La noche, en un bar, en que un poeta fue héroe del whiskey
Un poeta espanta el frío que le come los huesos desde su nacimiento en una ciudad portuaria de Gales. Lo espanta con whiskies. Llega a tomar dieciocho tragos y cree haber instaurado un récord.
Por Manuel Montali | LVSJ
Dieciocho whiskies. Uno atrás del otro. Era un día (una noche) de 1953. La numerología no dejaría pasar el detalle de coincidencia en la suma de esas cifras. Pero nosotros sí. Porque no hablamos de números fríos, sino de letras que forman palabras, palabras que se elevan desde ese día y desde los años previos, y que siguen descendiendo hasta esta, nuestra era.
Dieciocho whiskies. El White Horse Tavern, de Manhattan, Nueva York, era una de las chinchetas preferidas en el recorrido de todo bohemio que anduviera a los tumbos por la Gran Manzana. Pero allí nunca se había visto a alguien beber de esa forma. Y nunca más se volvería a ver, ni al bebedor ni a su récord.
Dylan Thomas. Desde un un 27 de octubre de 1914 había vivido poniendo la cara para el viento y frío marítimo de Swansea, Gales.
Del padre, David, un literato graduado con honores pero frustrado como profesor de primaria, había aprendido el amor por la poesía y por el trago. De la madre, Florence, sobreprotectora por la salud quebradiza del hijo (bronquitis, asma), el hábito de ser un niño eterno.
A los 16 ya había dejado la escuela y daba rienda suelta a sus palabras desde los periódicos. Luego las frenaba con una andanada de tragos nocturnos, para hacer silencio y aprender del rumor de los bares, de las historias de marineros y almas perdidas que las olas dejaban en el puerto. A los 18 años ya se había mudado a Londres y había publicado su primer libro, "Dieciocho poemas" (la numerología no dejaría pasar estas nuevas coincidencias), cimentado por los augurios de poetas de renombre a los que les había llamado la atención, como T. S. Eliot.
Una noche, en un bar (no podía ser de otra manera) conoció a Caitlin MacNamara, con quien tuvo tres hijos y varias pulseadas etílicas, vaso a vaso. Con ellos volvería a vivir a Gales, en un pequeño pueblo llamado Laugharne.
Escribió también cuentos y guiones, y como el hambre apremiaba, en tiempos de la segunda guerra mundial, incursionó en la radiofonía. Su voz, amplificada, fue la traducción del mar y de esas conversaciones nocturnas de los bares portuarios.

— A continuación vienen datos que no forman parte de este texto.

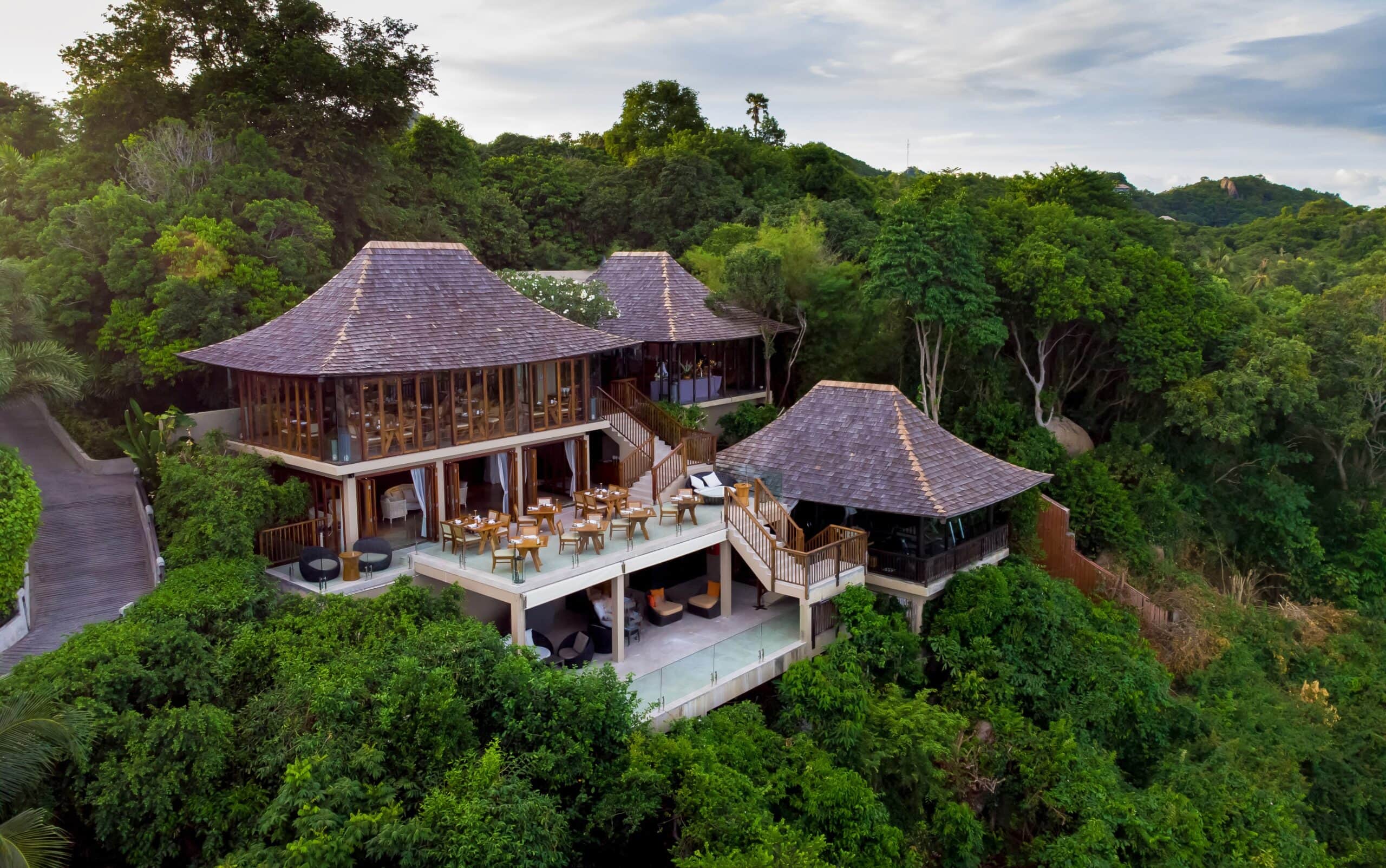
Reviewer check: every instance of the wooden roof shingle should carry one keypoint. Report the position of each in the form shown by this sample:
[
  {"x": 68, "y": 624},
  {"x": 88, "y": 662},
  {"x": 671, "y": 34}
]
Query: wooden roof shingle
[
  {"x": 407, "y": 306},
  {"x": 871, "y": 448},
  {"x": 660, "y": 301}
]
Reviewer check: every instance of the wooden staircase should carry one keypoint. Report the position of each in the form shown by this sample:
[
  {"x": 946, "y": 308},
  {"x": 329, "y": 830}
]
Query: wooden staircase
[
  {"x": 773, "y": 544},
  {"x": 652, "y": 467}
]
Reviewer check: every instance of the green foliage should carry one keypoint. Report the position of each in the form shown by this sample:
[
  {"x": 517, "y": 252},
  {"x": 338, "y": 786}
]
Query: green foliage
[
  {"x": 746, "y": 420},
  {"x": 689, "y": 416},
  {"x": 581, "y": 302},
  {"x": 150, "y": 438},
  {"x": 211, "y": 506},
  {"x": 1100, "y": 509},
  {"x": 20, "y": 507},
  {"x": 35, "y": 732},
  {"x": 1214, "y": 204},
  {"x": 650, "y": 114},
  {"x": 1012, "y": 636}
]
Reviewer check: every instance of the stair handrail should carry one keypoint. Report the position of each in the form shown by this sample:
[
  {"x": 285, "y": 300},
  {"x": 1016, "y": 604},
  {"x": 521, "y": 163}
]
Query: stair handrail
[
  {"x": 702, "y": 445},
  {"x": 771, "y": 510},
  {"x": 667, "y": 471},
  {"x": 838, "y": 547},
  {"x": 631, "y": 428}
]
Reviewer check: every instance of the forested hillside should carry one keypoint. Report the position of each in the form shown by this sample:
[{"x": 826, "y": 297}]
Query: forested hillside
[
  {"x": 1227, "y": 201},
  {"x": 212, "y": 167}
]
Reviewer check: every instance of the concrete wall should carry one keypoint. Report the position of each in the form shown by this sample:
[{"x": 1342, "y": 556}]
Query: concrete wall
[
  {"x": 18, "y": 626},
  {"x": 718, "y": 409},
  {"x": 108, "y": 467},
  {"x": 226, "y": 421}
]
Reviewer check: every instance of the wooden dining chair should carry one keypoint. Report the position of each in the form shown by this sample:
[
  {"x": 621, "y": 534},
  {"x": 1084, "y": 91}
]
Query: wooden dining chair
[
  {"x": 567, "y": 539},
  {"x": 508, "y": 556},
  {"x": 669, "y": 511}
]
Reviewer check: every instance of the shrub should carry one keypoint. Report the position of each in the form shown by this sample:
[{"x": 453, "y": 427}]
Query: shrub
[
  {"x": 746, "y": 420},
  {"x": 689, "y": 416},
  {"x": 211, "y": 506},
  {"x": 20, "y": 509},
  {"x": 1100, "y": 509}
]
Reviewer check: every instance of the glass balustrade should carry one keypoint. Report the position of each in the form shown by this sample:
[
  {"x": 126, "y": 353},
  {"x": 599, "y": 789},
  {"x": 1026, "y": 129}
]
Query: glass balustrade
[{"x": 704, "y": 668}]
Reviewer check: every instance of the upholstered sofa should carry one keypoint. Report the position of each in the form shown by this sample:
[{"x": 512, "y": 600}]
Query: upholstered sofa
[
  {"x": 709, "y": 604},
  {"x": 663, "y": 611},
  {"x": 713, "y": 486},
  {"x": 398, "y": 502}
]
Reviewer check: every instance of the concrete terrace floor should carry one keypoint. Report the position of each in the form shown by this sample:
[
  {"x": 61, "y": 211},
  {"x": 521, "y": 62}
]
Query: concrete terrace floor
[
  {"x": 679, "y": 659},
  {"x": 556, "y": 567}
]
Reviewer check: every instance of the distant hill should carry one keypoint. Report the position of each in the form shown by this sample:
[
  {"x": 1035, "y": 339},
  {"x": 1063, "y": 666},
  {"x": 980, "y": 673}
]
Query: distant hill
[
  {"x": 858, "y": 167},
  {"x": 1226, "y": 201}
]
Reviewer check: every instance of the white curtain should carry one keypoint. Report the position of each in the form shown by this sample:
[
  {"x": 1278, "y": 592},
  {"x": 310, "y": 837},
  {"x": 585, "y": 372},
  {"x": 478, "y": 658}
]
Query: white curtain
[
  {"x": 420, "y": 492},
  {"x": 498, "y": 470},
  {"x": 572, "y": 449}
]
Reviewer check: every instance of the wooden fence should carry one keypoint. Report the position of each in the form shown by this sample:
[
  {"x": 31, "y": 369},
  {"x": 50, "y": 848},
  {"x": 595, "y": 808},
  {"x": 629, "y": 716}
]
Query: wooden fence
[
  {"x": 285, "y": 543},
  {"x": 1063, "y": 561}
]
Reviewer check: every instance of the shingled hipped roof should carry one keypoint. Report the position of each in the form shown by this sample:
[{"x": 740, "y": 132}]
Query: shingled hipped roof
[
  {"x": 659, "y": 301},
  {"x": 868, "y": 446},
  {"x": 407, "y": 306}
]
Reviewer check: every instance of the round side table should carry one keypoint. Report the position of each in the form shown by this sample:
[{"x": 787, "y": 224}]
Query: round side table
[{"x": 351, "y": 565}]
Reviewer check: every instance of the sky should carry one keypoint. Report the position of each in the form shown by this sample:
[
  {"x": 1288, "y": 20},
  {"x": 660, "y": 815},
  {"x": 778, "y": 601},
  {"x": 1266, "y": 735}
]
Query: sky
[{"x": 1165, "y": 90}]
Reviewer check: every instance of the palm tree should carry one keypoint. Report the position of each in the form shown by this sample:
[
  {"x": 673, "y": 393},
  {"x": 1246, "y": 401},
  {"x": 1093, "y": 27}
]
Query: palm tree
[
  {"x": 31, "y": 363},
  {"x": 1261, "y": 277},
  {"x": 35, "y": 733},
  {"x": 759, "y": 104}
]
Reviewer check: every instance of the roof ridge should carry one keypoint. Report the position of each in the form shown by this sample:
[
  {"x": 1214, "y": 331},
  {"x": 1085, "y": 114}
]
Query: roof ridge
[
  {"x": 416, "y": 246},
  {"x": 352, "y": 309},
  {"x": 903, "y": 432},
  {"x": 846, "y": 384},
  {"x": 669, "y": 299}
]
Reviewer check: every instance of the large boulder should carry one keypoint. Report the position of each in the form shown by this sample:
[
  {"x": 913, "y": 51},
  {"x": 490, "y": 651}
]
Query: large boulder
[{"x": 1070, "y": 435}]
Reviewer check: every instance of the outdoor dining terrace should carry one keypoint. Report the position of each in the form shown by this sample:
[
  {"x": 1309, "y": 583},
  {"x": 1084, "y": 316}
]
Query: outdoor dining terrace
[{"x": 603, "y": 553}]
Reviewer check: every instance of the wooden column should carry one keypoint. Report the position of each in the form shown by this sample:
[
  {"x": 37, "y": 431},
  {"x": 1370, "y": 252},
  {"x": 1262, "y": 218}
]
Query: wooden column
[
  {"x": 724, "y": 557},
  {"x": 351, "y": 514},
  {"x": 518, "y": 621},
  {"x": 441, "y": 490},
  {"x": 619, "y": 619}
]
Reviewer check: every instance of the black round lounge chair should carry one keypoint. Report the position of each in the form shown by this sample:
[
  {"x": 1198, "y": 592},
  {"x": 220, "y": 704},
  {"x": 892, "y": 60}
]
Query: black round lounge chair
[
  {"x": 319, "y": 564},
  {"x": 375, "y": 554},
  {"x": 583, "y": 656}
]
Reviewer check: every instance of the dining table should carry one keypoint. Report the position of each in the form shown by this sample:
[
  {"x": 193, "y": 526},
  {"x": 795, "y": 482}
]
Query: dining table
[
  {"x": 531, "y": 546},
  {"x": 591, "y": 531},
  {"x": 687, "y": 503},
  {"x": 483, "y": 528},
  {"x": 545, "y": 512},
  {"x": 610, "y": 497},
  {"x": 639, "y": 518}
]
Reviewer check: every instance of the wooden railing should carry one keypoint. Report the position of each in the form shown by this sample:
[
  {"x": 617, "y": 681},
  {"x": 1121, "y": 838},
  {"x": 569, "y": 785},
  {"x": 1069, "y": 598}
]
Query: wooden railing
[
  {"x": 285, "y": 543},
  {"x": 669, "y": 471},
  {"x": 1062, "y": 560},
  {"x": 774, "y": 512},
  {"x": 701, "y": 446},
  {"x": 842, "y": 549},
  {"x": 932, "y": 568},
  {"x": 641, "y": 460}
]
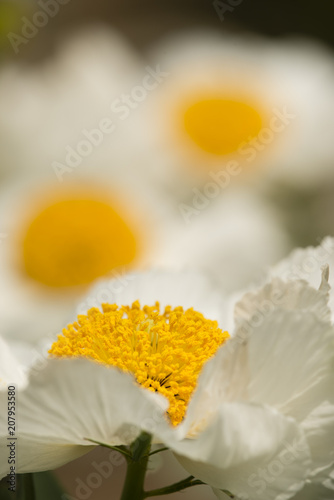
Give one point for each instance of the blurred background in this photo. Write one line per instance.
(138, 134)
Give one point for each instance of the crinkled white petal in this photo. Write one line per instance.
(12, 372)
(244, 442)
(74, 399)
(307, 264)
(280, 76)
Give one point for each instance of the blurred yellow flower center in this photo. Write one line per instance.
(73, 241)
(220, 126)
(165, 352)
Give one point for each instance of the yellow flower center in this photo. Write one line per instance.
(219, 126)
(74, 240)
(165, 352)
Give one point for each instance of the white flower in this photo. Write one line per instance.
(260, 420)
(233, 237)
(260, 103)
(58, 238)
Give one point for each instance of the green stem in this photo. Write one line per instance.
(26, 490)
(135, 476)
(120, 449)
(181, 485)
(158, 451)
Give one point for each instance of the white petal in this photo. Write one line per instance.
(74, 399)
(186, 289)
(250, 450)
(290, 295)
(12, 372)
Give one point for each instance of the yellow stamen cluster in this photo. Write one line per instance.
(165, 352)
(73, 241)
(219, 126)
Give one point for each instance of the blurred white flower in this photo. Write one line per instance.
(266, 104)
(260, 420)
(60, 111)
(233, 237)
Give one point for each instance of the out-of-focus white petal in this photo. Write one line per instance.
(233, 236)
(307, 264)
(186, 289)
(296, 295)
(12, 372)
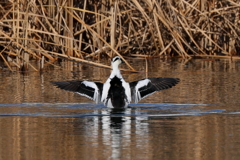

Terminada la guerra, empezó a dar saltos sobre el charco del Atlántico. Tenía buena acogida en Estados Unidos. Fue y vino unas cuatro veces, participando de varias giras de lecturas, entrevistas, algún que otro affaire y bebiendo siempre como un desaforado, para secarse los ojos.
Hasta una noche, en un bar. En una Nueva York viciada en esos días por el smog que agregaba una complicación extra a quienes ya traían problemas respiratorios como Dylan.
-"He tomado 18 whiskies seguidos y creo que es un récord" -dicen que se escuchó el 4 de noviembre en el White Horse Tavern, antes de que el autor de la frase, ese caballo loco de Gales, apagara su voz grave de recitador y cayera al piso y la inconsciencia, para morir un par de días después, el 9.
Como toda gran historia, tiene sus "b-sides", y no falta quien asegure que el poeta murió por otra causa. A nosotros no nos interesan los fríos certificados de defunción, sino el eco de su voz. Desde la voz de Bob Dylan, por supuesto, ese poeta y cantante ganador de un Nobel, que lo sigue homenajeando con su alias. Pero sobre todo desde la propia voz, la de sus poemas, la que lo hizo una pieza de estantería molesta para todo el que intentó encasillarlo.
En uno de sus poemas famosos, lleno de invocaciones al viento marítimo que respiró desde que nació, Thomas dice que los locos serán cuerdos, que los ahogados resucitarán, y que el amor no se perderá aunque se pierdan los amantes. Que las cabezas de los muertos darán martillazos a las margaritas (desde abajo). Porque la muerte nunca, jamás, tendrá dominio sobre la inmortalidad.